Не такую ли роль играл и язык еврейской культуры в русской поэзии 1910—1930-х годов? У Пастернака и Мандельштама это двуязычие или «иноязычие», вообще свойственное поэзии, следует воспринимать в более прямом смысле, как разговор двух национальных языков. Один из них, русский, составляет как бы внешнюю форму поэтической речи, а другой – библейский – форму внутреннюю, «тайный иврит». Речь Пастернака и Мандельштама кажется более густой, вязкой, замешанной на разноязычии, чем у их предшественников в русской поэзии. Вслушаемся:
Чтоб прическу ослабив и чайный и шалый,Зачаженный бутон заколов за кушак,Провальсировать к славе, шутя, полушалокЗакусивши, как муку, и еле дыша.
(Б. Пастернак. «Заместительница»)
Словно темную воду, я пью помутившийся воздух.Время вспахано плугом, и роза землею была.В медленном водовороте тяжелые нежные розы,Розы тяжесть и нежность в двойные венки заплела!
(О. Мандельштам. «Сестры – тяжесть и нежность – одинаковы ваши приметы…»)

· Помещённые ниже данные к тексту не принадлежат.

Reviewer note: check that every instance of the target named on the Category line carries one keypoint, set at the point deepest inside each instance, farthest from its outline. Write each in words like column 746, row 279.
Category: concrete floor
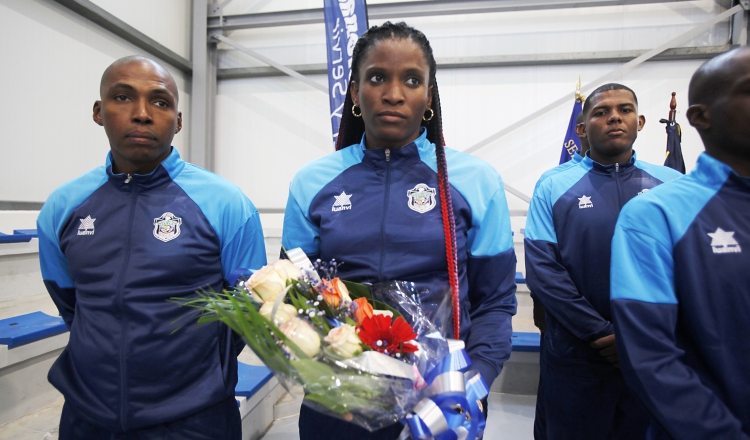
column 511, row 417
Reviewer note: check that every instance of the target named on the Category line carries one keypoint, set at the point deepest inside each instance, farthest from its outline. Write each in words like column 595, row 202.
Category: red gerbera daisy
column 387, row 336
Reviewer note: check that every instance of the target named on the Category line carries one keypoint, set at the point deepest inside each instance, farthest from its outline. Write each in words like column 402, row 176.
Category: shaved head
column 719, row 97
column 716, row 75
column 111, row 73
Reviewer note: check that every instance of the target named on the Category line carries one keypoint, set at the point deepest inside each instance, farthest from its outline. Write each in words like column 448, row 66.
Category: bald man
column 680, row 280
column 115, row 245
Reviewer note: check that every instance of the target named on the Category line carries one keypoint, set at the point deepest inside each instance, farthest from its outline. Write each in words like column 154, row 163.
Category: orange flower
column 364, row 310
column 334, row 292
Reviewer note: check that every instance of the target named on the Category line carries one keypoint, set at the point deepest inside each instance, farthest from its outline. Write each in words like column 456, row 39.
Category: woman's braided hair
column 352, row 129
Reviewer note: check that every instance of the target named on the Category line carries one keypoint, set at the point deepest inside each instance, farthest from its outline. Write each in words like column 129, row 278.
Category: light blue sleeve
column 299, row 230
column 232, row 215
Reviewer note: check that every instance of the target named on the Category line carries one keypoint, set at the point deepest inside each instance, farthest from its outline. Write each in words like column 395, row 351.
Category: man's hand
column 608, row 349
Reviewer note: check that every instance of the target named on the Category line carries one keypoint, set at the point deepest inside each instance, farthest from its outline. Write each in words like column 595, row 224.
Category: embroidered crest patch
column 723, row 242
column 167, row 227
column 342, row 202
column 421, row 198
column 87, row 226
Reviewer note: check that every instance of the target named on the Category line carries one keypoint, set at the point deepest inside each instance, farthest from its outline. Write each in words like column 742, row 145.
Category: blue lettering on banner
column 345, row 20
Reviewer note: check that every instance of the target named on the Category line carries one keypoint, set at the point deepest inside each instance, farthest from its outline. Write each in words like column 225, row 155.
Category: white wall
column 52, row 62
column 270, row 127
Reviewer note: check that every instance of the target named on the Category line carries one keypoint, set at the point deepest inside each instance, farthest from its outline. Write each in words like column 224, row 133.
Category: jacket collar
column 167, row 170
column 406, row 155
column 590, row 163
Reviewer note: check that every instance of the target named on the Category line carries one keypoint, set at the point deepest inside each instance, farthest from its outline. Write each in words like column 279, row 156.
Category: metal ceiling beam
column 552, row 59
column 94, row 13
column 411, row 9
column 680, row 39
column 280, row 67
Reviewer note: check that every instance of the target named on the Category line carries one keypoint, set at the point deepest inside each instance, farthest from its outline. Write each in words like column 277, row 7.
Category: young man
column 115, row 245
column 540, row 427
column 569, row 229
column 680, row 278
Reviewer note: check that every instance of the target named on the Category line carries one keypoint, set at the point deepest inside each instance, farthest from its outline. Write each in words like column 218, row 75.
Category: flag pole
column 673, row 107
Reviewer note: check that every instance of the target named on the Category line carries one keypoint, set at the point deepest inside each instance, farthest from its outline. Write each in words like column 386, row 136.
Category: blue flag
column 572, row 143
column 674, row 157
column 346, row 21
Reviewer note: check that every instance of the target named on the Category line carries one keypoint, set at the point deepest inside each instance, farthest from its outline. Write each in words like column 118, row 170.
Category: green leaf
column 357, row 290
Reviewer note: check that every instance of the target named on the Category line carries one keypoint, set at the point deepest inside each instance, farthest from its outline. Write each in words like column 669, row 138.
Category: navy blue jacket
column 114, row 249
column 569, row 229
column 378, row 212
column 681, row 302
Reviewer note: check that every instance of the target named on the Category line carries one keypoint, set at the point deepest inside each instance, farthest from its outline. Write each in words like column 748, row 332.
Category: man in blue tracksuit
column 376, row 211
column 115, row 245
column 569, row 228
column 540, row 426
column 680, row 278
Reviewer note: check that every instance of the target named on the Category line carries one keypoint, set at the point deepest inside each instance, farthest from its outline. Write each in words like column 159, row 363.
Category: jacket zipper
column 120, row 303
column 617, row 181
column 385, row 210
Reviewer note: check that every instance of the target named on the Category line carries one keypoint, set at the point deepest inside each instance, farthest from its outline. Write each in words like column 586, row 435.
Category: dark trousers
column 314, row 425
column 581, row 402
column 218, row 422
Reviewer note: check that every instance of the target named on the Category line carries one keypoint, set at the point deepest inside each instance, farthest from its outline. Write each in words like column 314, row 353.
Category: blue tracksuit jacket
column 114, row 249
column 569, row 229
column 681, row 302
column 378, row 212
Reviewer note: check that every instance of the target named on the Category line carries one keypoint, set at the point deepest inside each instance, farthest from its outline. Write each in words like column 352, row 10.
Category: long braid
column 352, row 129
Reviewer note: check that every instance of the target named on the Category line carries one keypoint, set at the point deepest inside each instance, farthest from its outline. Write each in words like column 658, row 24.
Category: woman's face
column 393, row 92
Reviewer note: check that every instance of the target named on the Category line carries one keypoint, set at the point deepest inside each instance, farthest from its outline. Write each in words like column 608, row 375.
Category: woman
column 373, row 205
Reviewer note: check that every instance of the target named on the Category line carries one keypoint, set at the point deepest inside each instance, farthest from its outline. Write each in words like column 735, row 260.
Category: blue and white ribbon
column 451, row 409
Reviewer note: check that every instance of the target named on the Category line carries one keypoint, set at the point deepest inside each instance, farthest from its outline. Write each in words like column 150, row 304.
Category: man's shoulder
column 467, row 170
column 664, row 174
column 75, row 191
column 199, row 182
column 559, row 180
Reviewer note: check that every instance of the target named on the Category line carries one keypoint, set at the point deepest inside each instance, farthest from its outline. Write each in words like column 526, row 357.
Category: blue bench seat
column 31, row 327
column 525, row 341
column 520, row 279
column 250, row 379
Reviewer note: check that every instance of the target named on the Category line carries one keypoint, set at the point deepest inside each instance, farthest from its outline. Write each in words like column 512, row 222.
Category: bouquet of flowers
column 367, row 354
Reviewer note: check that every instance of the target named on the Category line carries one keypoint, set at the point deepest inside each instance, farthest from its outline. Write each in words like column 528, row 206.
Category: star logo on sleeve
column 585, row 202
column 723, row 242
column 342, row 202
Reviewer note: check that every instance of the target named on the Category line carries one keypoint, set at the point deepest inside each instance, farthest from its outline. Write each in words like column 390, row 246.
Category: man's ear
column 581, row 130
column 97, row 116
column 179, row 122
column 699, row 116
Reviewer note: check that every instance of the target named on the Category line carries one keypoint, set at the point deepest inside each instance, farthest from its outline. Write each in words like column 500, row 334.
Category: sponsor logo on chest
column 723, row 242
column 421, row 198
column 87, row 226
column 167, row 227
column 342, row 203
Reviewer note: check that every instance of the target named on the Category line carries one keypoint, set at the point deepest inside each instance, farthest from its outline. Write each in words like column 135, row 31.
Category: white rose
column 284, row 313
column 303, row 335
column 344, row 341
column 266, row 283
column 287, row 270
column 345, row 298
column 383, row 312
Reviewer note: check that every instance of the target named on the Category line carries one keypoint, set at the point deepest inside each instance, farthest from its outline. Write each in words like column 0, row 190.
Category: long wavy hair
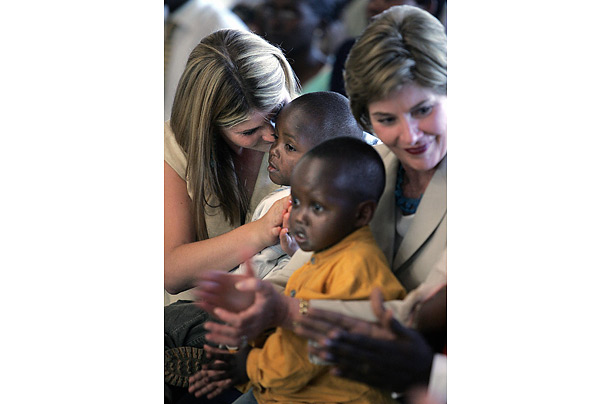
column 229, row 74
column 401, row 46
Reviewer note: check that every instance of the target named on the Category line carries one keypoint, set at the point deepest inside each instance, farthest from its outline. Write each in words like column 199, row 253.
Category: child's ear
column 365, row 212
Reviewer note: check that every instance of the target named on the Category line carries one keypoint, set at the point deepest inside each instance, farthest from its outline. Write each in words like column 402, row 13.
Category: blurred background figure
column 355, row 18
column 308, row 31
column 186, row 22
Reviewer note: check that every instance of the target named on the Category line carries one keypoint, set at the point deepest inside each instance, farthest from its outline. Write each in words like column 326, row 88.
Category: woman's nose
column 411, row 132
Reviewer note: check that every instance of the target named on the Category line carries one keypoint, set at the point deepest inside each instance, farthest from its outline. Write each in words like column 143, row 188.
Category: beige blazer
column 426, row 239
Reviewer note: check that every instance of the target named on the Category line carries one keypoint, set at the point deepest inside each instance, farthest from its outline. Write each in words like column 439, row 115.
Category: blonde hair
column 229, row 74
column 403, row 45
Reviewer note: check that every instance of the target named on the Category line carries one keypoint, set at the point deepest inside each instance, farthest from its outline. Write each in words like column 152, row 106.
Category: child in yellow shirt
column 335, row 188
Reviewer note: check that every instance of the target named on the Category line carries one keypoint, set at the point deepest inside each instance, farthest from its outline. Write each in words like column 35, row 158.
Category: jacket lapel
column 430, row 213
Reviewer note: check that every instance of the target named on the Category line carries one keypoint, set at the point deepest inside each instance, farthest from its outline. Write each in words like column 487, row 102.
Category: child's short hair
column 358, row 163
column 330, row 112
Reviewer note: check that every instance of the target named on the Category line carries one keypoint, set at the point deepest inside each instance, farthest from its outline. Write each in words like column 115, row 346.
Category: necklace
column 408, row 206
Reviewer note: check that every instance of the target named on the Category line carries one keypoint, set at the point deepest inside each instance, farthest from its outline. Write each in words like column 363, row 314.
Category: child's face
column 322, row 215
column 289, row 145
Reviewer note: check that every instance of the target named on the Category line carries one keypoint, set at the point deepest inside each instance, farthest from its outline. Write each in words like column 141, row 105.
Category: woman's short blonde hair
column 401, row 46
column 229, row 74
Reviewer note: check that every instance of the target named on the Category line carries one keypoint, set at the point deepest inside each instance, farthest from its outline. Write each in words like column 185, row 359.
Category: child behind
column 302, row 124
column 335, row 188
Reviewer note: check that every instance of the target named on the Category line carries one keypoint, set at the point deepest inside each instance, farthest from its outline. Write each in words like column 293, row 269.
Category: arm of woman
column 185, row 259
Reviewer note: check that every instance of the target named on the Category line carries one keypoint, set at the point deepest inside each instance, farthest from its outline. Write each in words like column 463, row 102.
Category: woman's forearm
column 184, row 263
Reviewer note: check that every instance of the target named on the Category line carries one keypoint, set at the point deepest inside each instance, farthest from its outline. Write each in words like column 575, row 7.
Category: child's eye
column 249, row 132
column 386, row 121
column 422, row 111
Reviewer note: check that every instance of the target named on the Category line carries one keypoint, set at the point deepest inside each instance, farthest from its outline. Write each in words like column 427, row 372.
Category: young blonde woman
column 215, row 174
column 215, row 144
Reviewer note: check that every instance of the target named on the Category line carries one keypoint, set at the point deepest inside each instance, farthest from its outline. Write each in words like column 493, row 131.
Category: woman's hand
column 385, row 354
column 287, row 242
column 227, row 369
column 270, row 224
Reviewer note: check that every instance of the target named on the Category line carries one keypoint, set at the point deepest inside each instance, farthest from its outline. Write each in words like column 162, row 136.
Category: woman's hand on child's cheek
column 271, row 223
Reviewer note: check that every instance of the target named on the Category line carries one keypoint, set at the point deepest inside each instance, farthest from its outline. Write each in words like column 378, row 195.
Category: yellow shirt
column 281, row 372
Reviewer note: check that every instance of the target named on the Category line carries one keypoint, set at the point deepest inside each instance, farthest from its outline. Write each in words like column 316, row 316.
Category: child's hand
column 217, row 289
column 226, row 370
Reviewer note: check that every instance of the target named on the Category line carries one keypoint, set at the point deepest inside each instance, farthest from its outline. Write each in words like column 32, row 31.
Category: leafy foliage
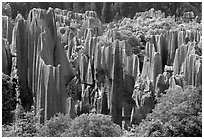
column 26, row 125
column 93, row 125
column 55, row 126
column 178, row 113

Одно слово здесь так тесно налегает на другое, что не остается места для дыханья, для песенной протяжности, которая так пленяет у Пушкина и Некрасова, у Блока и Есенина. Речь Пастернака и Мандельштама движется как бы против теченья самого языка, поднимая семантические бури – вырывая с корнем прямые значенья слов, взрыхляя и переворачивая почвенные пласты языка, слежавшиеся от времени. «Бутон» – «чайный», «шалый» и «зачаженный»: три способа выбить слово из лексического гнезда. Речь отчуждена от языка – словно бы проступает в ней другой язык, подлежащий хитроумной расшифровке. Чтобы разгадать эту систему отсылок, переносов, аллюзий, сквозящую иным, еще непрочитанным текстом, читатель поневоле становится талмудистом и каббалистом.
У обоих поэтов чувствуется образная перегруженность, «захлеб» текста. «Как образ входит в образ и как предмет сечет предмет» – пастернаковская формула собственной преизбыточности. Слишком много корней втиснуто в строку: на единицу звучания приходится больше смысловых единиц, чем обычно. Слово вжимается в свой корень, а корень – в составляющие его сухие согласные звуки.
«Поэтическую речь живит блуждающий, многосмысленный корень. Множитель корня – согласный звук, показатель его живучести… Слово размножается не гласными, а согласными. Согласные – семя и залог потомства языка. Пониженное языковое сознание – отмирание чувства согласной»223. Это мандельштамовское определение сокращает песенную раскатистость речи, протяжность ее долгих, льющихся гласных – чтобы из тесного сжатия согласных роились, перекрывая друг друга, корневые смыслы. Поэзия – не широко отверстый рот, подтверждающий ее, Пушкиным отмеченную, «прости Господи, глуповатость»; напротив, поэзия – многообразие преград, встающих на пути дыхательной стихии, чтобы преобразить ее в осязательную, щекочущую язык плоть согласных. По Мандельштаму, «русский язык насыщен согласными и цокает, и щелкает, и свистит ими» («Заметки о поэзии», 2, 261). Слово высушено до семантического костяка, из него выжата вокальная гласность.